*Special note: This post is a highly modified version of an essay I wrote in response to Leon Kass’s work on the Ten Commandments. Professor Kass was being honoured by the Fr. Ernest Fortin Foundation and I was asked to deliver a response essay to Kass’s reflections. Leon Kass is a leading American intellectual, author of many books, including his important Towards a More Natural Science. Professor Kass is also a generous spirited man.
I am highly indebted to his work on the Ten Commandments in what follows: he has helped me think through the problem of idolatry more thoroughly.
Professor Kass’s essay is part of a manuscript he is working on so I have deleted quotations. However, here he is at Harvard University talking about the topic at length on camera: https://www.youtube.com/watch?v=WBfCSXA8jR0.
The Preface to V&R opens with the question whether there is something odd in monks making anti-aging cream for the beauty company, Fresh. Put more starkly, is this an encouragement to others to venerate a false god?
So very striking about Aquinas’s treatment of idolatry is the role clothes play. I hope you enjoy this essay. It is in two parts: first, a section on natural law, second, the use Aquinas makes of clothes when considering the Second Commandment.
I like working on classic cars but when I get out of my depth I visit a local car mechanic’s garage in Baltimore. As you approach the door to enter Masood’s building, stretched across the window is a poster. It reads:
First God gave the Ten Commandments
Then came the Second Amendment.
It might seem strange to say but intellectually it is a rich poster. Consider how differently Thomas Aquinas and Leon Kass are likely to read it.
If Thomas Aquinas were to read it, he’d find it very logical. First, the natural law: second, human positive law. In Aquinas, civil law – human positive law – is secondary to, and bound by, natural law.
[An aside: for non-American readers, the Second Amendment is part of the founding documents of American life. Ratified as part of the US Constitution in 1791, it permits widespread gun ownership in the USA. It has become politically controversial in recent years.]
If Leon Kass were to read it, he’d find it very logical, too. First, divine positive law: second, human positive law.
What’s the difference?
Professor Kass stresses the sovereignty of God, the Ten Commandments as the root of a particular people, the corner stone for the building of a unique and specific culture. This is a possible position if the Ten Commandments are not natural law precepts universally comprehensible and binding on all, but the formula of a decision made by God for a specific people.
If the Ten Commandments are a positive law made by a sovereign God then an illustration of the standing, and grip, of this law might be: you are bound in a specific way to the American Founders who posited a way of American law and life and I am bound differently to a body of British law posited by monarchs and parliament.
Is this difference between natural law (Aquinas) and divine positive law (Kass) significant?
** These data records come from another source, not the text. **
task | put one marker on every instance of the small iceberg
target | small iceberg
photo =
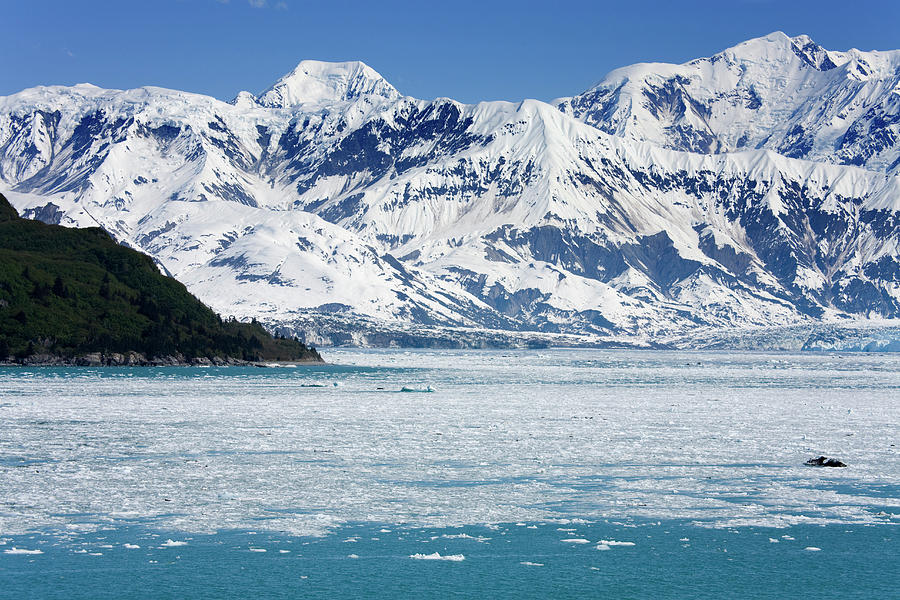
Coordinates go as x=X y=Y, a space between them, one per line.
x=611 y=543
x=426 y=389
x=438 y=556
x=15 y=550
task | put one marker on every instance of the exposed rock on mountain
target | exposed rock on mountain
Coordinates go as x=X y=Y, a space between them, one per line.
x=758 y=187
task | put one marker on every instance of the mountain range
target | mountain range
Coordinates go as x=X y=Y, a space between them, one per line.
x=756 y=188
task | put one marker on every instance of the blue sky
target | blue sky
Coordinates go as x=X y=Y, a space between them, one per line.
x=463 y=49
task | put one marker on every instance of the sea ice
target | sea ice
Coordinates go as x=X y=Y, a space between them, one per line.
x=15 y=550
x=437 y=556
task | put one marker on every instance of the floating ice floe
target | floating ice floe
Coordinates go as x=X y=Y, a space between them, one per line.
x=614 y=543
x=15 y=550
x=438 y=556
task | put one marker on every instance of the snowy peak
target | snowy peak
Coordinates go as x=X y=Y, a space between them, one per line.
x=316 y=81
x=812 y=54
x=781 y=93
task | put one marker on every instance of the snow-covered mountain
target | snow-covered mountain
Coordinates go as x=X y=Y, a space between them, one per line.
x=785 y=94
x=665 y=199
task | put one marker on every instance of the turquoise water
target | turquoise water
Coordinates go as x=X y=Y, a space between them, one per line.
x=527 y=470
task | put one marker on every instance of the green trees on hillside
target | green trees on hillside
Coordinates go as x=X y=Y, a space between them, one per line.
x=69 y=292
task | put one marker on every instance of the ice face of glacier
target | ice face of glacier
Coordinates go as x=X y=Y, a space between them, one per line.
x=331 y=204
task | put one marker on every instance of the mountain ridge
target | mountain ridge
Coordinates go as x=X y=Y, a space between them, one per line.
x=523 y=218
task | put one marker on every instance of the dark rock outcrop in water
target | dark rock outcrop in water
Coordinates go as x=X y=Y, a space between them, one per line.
x=822 y=461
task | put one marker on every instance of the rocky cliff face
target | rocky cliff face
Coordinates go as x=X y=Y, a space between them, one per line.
x=755 y=188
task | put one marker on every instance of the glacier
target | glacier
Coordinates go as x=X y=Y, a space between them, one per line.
x=754 y=190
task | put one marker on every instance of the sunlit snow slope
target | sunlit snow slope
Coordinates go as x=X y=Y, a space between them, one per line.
x=757 y=187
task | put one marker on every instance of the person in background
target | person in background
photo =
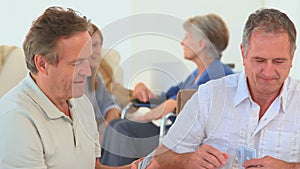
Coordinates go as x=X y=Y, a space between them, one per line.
x=206 y=38
x=257 y=108
x=95 y=90
x=46 y=121
x=121 y=94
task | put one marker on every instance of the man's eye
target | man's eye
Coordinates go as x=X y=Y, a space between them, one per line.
x=278 y=61
x=259 y=60
x=77 y=63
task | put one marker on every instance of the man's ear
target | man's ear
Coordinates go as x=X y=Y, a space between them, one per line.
x=41 y=63
x=201 y=45
x=243 y=53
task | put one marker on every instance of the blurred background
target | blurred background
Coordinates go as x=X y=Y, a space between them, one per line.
x=147 y=33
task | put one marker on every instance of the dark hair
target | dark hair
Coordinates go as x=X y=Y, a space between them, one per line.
x=55 y=23
x=269 y=21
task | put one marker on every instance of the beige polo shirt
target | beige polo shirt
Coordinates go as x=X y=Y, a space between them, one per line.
x=35 y=134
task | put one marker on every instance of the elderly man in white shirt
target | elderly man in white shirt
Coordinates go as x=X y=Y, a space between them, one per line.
x=257 y=109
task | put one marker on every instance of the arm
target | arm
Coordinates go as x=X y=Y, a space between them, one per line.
x=98 y=165
x=159 y=111
x=112 y=114
x=269 y=162
x=205 y=157
x=142 y=93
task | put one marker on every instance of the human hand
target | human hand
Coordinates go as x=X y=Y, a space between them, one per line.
x=142 y=93
x=267 y=162
x=206 y=157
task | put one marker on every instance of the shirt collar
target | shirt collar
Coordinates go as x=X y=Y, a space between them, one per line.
x=41 y=99
x=243 y=92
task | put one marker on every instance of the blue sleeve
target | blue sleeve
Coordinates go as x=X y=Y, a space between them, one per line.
x=104 y=99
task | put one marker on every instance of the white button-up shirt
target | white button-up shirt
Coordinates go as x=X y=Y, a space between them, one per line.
x=223 y=114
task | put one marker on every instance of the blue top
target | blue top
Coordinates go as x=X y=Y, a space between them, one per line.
x=101 y=99
x=215 y=70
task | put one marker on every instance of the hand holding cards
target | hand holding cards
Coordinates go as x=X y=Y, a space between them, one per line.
x=244 y=153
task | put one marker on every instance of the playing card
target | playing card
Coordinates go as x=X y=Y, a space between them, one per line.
x=146 y=161
x=248 y=153
x=244 y=153
x=238 y=151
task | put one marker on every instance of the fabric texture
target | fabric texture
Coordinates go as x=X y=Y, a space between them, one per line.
x=35 y=134
x=228 y=117
x=114 y=156
x=101 y=100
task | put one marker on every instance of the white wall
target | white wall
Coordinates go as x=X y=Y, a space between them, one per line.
x=139 y=28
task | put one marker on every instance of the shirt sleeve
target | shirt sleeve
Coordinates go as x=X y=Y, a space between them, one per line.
x=104 y=99
x=187 y=137
x=20 y=142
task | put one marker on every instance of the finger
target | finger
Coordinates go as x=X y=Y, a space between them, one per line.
x=210 y=159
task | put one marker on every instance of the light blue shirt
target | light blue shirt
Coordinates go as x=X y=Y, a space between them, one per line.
x=35 y=134
x=222 y=113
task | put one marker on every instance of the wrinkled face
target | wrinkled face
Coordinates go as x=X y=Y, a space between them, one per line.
x=67 y=79
x=267 y=62
x=97 y=46
x=190 y=46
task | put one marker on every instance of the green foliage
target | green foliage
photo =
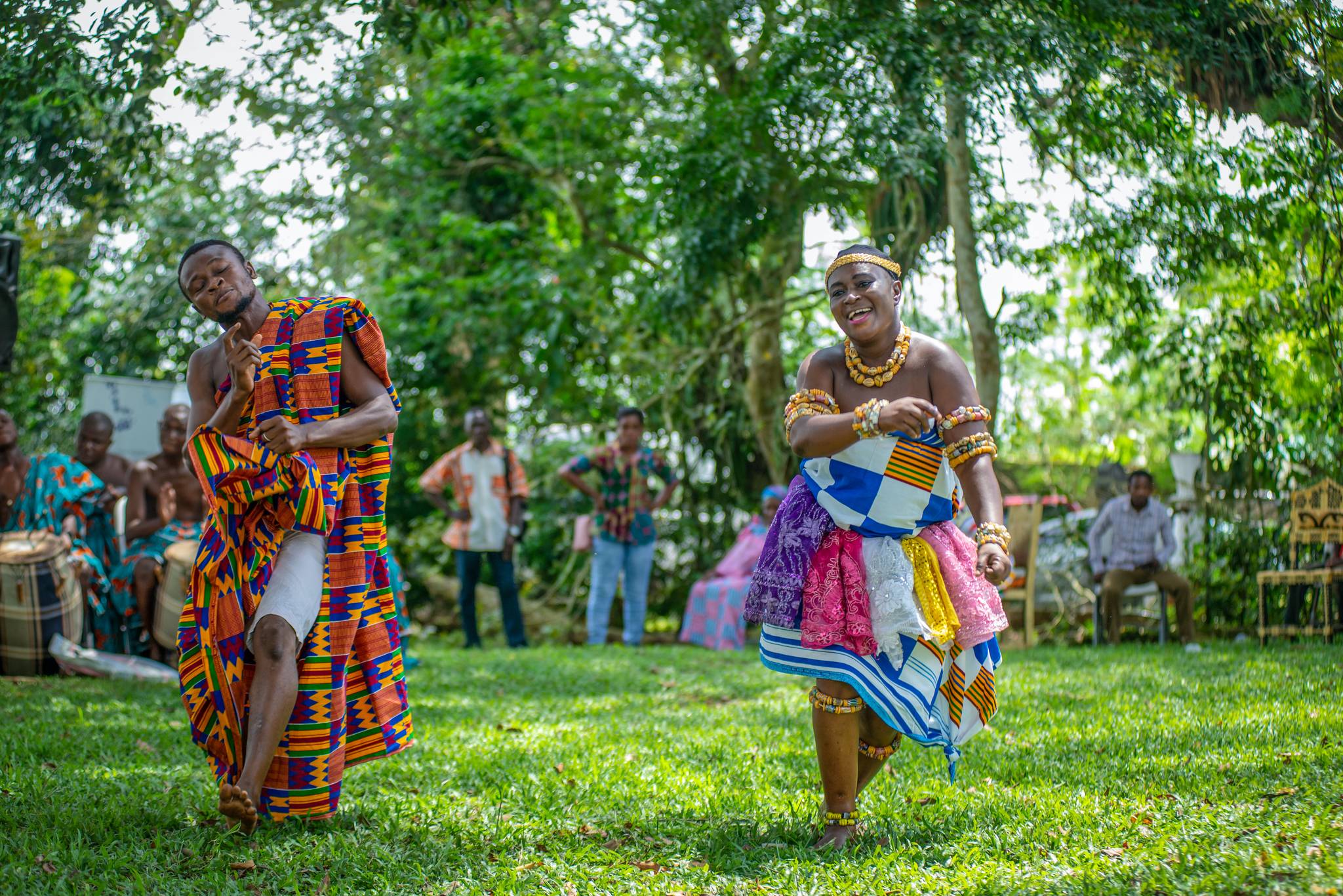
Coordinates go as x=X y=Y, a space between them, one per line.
x=555 y=770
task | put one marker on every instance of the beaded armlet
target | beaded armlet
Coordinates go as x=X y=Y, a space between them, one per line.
x=962 y=450
x=965 y=416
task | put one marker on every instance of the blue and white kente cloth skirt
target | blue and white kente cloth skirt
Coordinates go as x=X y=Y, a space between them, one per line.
x=938 y=693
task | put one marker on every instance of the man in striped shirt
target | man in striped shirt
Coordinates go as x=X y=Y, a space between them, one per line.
x=1136 y=520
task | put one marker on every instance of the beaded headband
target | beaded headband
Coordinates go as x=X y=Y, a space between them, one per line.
x=860 y=257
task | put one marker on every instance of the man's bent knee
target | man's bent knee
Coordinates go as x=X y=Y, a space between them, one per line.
x=274 y=640
x=835 y=690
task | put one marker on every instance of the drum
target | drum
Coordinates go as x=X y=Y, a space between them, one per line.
x=172 y=594
x=39 y=598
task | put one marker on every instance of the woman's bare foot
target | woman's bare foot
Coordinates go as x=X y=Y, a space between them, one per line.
x=835 y=837
x=235 y=804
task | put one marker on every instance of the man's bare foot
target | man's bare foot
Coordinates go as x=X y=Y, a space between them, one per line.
x=234 y=802
x=835 y=837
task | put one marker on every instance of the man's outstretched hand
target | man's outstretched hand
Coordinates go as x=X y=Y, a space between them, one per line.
x=281 y=436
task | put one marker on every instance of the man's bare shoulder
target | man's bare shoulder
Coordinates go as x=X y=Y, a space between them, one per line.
x=930 y=351
x=206 y=362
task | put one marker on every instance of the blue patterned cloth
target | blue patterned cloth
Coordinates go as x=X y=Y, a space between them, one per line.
x=892 y=485
x=936 y=697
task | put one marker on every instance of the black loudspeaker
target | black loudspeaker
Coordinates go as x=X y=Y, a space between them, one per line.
x=9 y=299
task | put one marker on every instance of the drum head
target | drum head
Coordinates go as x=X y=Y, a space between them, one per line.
x=183 y=553
x=30 y=547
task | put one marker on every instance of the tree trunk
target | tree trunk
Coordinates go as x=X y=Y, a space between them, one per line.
x=780 y=258
x=984 y=336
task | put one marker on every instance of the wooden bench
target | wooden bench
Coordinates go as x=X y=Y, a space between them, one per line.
x=1317 y=519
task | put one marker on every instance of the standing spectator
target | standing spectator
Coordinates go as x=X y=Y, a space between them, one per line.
x=489 y=488
x=1134 y=558
x=626 y=537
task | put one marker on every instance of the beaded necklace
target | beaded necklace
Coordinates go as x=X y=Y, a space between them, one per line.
x=875 y=376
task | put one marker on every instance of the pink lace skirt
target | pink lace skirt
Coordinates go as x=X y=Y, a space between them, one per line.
x=834 y=596
x=976 y=604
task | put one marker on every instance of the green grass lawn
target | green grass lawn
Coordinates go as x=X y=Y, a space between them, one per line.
x=566 y=770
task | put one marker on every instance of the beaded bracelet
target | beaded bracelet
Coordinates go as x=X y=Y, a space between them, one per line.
x=844 y=819
x=866 y=418
x=837 y=705
x=965 y=416
x=807 y=403
x=879 y=752
x=993 y=534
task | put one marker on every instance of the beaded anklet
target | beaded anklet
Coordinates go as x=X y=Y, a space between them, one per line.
x=879 y=752
x=837 y=705
x=843 y=819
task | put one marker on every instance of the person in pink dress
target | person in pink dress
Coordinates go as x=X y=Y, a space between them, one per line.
x=713 y=613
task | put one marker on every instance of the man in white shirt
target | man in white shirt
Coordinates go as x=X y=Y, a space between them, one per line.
x=489 y=488
x=1138 y=519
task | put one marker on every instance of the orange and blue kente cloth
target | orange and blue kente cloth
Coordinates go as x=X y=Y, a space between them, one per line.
x=351 y=701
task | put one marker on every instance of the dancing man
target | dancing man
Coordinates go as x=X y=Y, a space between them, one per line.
x=291 y=656
x=164 y=507
x=864 y=583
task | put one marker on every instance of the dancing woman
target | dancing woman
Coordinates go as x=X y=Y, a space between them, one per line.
x=864 y=582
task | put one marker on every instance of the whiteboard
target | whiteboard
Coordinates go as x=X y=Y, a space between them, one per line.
x=134 y=408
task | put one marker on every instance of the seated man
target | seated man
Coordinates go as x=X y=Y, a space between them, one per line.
x=164 y=507
x=1134 y=556
x=92 y=449
x=713 y=615
x=57 y=494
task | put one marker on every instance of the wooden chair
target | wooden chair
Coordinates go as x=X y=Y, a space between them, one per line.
x=1317 y=519
x=1024 y=524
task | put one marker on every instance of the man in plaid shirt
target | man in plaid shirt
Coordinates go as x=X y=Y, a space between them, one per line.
x=1136 y=520
x=489 y=488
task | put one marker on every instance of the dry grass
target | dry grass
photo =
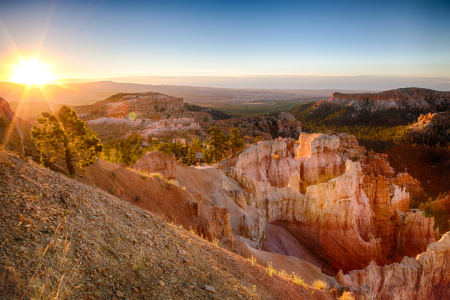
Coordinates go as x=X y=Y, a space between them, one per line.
x=56 y=276
x=347 y=296
x=252 y=260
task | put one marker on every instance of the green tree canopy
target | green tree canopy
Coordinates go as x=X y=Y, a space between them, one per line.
x=235 y=140
x=65 y=134
x=127 y=151
x=165 y=148
x=206 y=155
x=217 y=144
x=191 y=155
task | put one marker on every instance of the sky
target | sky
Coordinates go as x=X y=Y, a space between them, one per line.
x=254 y=44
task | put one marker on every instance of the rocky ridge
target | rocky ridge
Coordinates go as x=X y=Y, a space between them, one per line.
x=328 y=208
x=399 y=99
x=157 y=162
x=59 y=235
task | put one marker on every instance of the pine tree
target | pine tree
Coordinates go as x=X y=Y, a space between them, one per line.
x=165 y=148
x=206 y=155
x=65 y=134
x=236 y=141
x=191 y=155
x=217 y=144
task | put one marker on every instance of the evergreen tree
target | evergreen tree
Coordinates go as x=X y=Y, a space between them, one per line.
x=236 y=141
x=65 y=134
x=165 y=148
x=127 y=151
x=191 y=155
x=197 y=145
x=206 y=155
x=217 y=144
x=177 y=149
x=257 y=139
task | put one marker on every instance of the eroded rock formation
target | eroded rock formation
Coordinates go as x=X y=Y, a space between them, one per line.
x=404 y=98
x=346 y=217
x=424 y=277
x=157 y=162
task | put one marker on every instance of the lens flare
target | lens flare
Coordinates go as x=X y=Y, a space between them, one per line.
x=32 y=72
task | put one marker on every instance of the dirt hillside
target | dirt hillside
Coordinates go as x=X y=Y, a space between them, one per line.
x=60 y=237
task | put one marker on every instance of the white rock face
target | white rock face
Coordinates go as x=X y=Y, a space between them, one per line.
x=318 y=158
x=268 y=161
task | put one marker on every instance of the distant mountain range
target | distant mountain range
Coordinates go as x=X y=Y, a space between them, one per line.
x=89 y=93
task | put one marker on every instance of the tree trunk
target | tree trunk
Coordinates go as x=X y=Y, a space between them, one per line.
x=69 y=163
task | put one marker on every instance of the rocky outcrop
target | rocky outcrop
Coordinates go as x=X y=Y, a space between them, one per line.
x=400 y=99
x=125 y=105
x=423 y=277
x=157 y=162
x=327 y=209
x=317 y=154
x=268 y=161
x=376 y=164
x=432 y=129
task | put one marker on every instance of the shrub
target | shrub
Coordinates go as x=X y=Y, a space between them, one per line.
x=347 y=296
x=320 y=284
x=271 y=269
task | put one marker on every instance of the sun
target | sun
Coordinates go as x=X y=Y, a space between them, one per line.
x=32 y=72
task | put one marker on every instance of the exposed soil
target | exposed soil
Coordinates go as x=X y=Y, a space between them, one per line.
x=57 y=234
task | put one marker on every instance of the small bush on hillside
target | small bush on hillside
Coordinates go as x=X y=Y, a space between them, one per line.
x=252 y=260
x=320 y=284
x=347 y=296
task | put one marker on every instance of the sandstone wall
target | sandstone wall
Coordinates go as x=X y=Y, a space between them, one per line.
x=157 y=162
x=423 y=277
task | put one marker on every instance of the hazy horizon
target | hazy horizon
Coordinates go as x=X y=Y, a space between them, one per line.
x=236 y=44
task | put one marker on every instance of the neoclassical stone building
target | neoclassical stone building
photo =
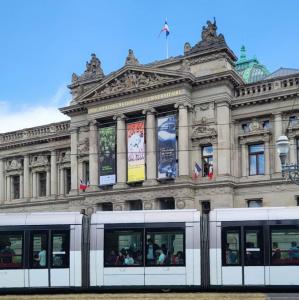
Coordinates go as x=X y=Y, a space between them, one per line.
x=170 y=134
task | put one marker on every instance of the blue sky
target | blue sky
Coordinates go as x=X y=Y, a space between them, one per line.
x=44 y=41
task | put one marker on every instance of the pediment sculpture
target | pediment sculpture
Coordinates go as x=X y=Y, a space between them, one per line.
x=131 y=80
x=39 y=160
x=14 y=164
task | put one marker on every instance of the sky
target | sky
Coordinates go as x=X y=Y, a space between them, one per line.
x=44 y=41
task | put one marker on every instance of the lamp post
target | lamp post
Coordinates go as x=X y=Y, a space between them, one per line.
x=289 y=171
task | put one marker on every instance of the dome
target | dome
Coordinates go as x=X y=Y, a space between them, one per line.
x=250 y=69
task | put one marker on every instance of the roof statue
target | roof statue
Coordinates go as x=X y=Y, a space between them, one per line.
x=93 y=70
x=131 y=59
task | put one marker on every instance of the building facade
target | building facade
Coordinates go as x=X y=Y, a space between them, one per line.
x=171 y=134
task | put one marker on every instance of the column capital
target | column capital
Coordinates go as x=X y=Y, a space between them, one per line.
x=119 y=117
x=149 y=111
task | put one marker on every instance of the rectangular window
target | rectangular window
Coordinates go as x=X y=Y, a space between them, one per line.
x=11 y=250
x=165 y=247
x=231 y=246
x=42 y=178
x=16 y=187
x=256 y=159
x=67 y=174
x=284 y=245
x=123 y=248
x=39 y=250
x=207 y=160
x=253 y=246
x=60 y=249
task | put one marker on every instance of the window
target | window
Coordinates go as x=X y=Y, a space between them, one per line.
x=256 y=159
x=42 y=178
x=39 y=249
x=166 y=203
x=16 y=187
x=253 y=246
x=11 y=250
x=123 y=247
x=284 y=245
x=60 y=249
x=231 y=246
x=207 y=160
x=165 y=247
x=67 y=180
x=135 y=205
x=255 y=203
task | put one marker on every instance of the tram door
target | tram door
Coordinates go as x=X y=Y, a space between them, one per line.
x=243 y=255
x=253 y=256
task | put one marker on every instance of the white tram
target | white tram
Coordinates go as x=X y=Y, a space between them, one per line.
x=168 y=249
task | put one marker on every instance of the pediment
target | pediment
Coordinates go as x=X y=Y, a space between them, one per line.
x=131 y=79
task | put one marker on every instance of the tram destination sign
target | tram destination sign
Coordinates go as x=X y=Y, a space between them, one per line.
x=132 y=102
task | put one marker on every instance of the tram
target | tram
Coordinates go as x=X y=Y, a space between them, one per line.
x=243 y=248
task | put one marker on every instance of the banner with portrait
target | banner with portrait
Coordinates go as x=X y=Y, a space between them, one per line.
x=107 y=155
x=166 y=147
x=136 y=153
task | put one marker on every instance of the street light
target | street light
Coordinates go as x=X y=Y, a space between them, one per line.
x=290 y=171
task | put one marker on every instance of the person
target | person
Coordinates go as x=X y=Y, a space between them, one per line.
x=129 y=260
x=41 y=257
x=179 y=259
x=160 y=257
x=276 y=253
x=7 y=253
x=150 y=251
x=294 y=250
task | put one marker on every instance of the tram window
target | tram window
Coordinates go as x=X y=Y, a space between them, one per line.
x=60 y=249
x=253 y=247
x=284 y=245
x=11 y=250
x=39 y=249
x=231 y=246
x=123 y=247
x=165 y=247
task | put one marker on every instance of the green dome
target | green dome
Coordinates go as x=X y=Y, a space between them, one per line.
x=250 y=69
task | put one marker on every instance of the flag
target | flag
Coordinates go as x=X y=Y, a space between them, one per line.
x=210 y=173
x=83 y=186
x=166 y=29
x=197 y=170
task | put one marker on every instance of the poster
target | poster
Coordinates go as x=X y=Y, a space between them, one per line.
x=136 y=155
x=107 y=155
x=166 y=147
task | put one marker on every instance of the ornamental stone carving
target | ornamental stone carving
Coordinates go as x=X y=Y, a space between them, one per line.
x=131 y=80
x=14 y=164
x=39 y=160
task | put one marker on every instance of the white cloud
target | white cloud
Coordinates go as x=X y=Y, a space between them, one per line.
x=30 y=116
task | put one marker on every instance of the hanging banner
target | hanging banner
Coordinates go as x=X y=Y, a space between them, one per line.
x=166 y=147
x=107 y=155
x=136 y=157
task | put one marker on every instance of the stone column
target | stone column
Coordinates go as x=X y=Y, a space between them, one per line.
x=244 y=159
x=121 y=152
x=267 y=157
x=21 y=186
x=61 y=182
x=74 y=162
x=26 y=177
x=183 y=140
x=93 y=157
x=2 y=182
x=48 y=183
x=151 y=155
x=277 y=134
x=54 y=174
x=34 y=184
x=224 y=145
x=8 y=188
In his 1993 encyclical on moral theology, Veritatis Splendor, St. John Paul II quotes Aquinas that “God gave this light and this law to man at creation” and then himself adds: “He also did so in the history of Israel, particularly in the “ten words,” the commandments of Sinai” (VS, para. 12). On Thomas’s account, natural law was not promulgated in history because promulgated with rationality itself (ST I-II, q. 100, a. 3; de Vitoria, Political Writings [Cambridge, 2001], p. 160).
What is the deep reason for why Aquinas and John Paul II think the Decalogue was given with creation itself, for why John Paul II thinks of the Decalogue as “God’s original plan for mankind” (VS, para. 22)? Francisco de Vitoria – a Spanish Dominican moral theologian of the sixteenth century, widely thought to be Aquinas’s greatest interpreter in matters of law – provides a vivid answer:
“A doubt arises whether it would not be enough for all human law to derive from positive law? What need is there for it to derive from natural law? The reply to this is that even positive divine law itself is to a certain degree dependent on natural law, because God `ordereth all things graciously’ (Wisd. 8:1). Hence there has never been a divine law which did not have some reason in natural law…” (de Vitoria, p. 173).
Here, de Vitoria puts great stress on the idea of graciousness as an objective moral and aesthetic reality that God deploys in creation. The importance of this formulation will become clear shortly when we discuss idolatry.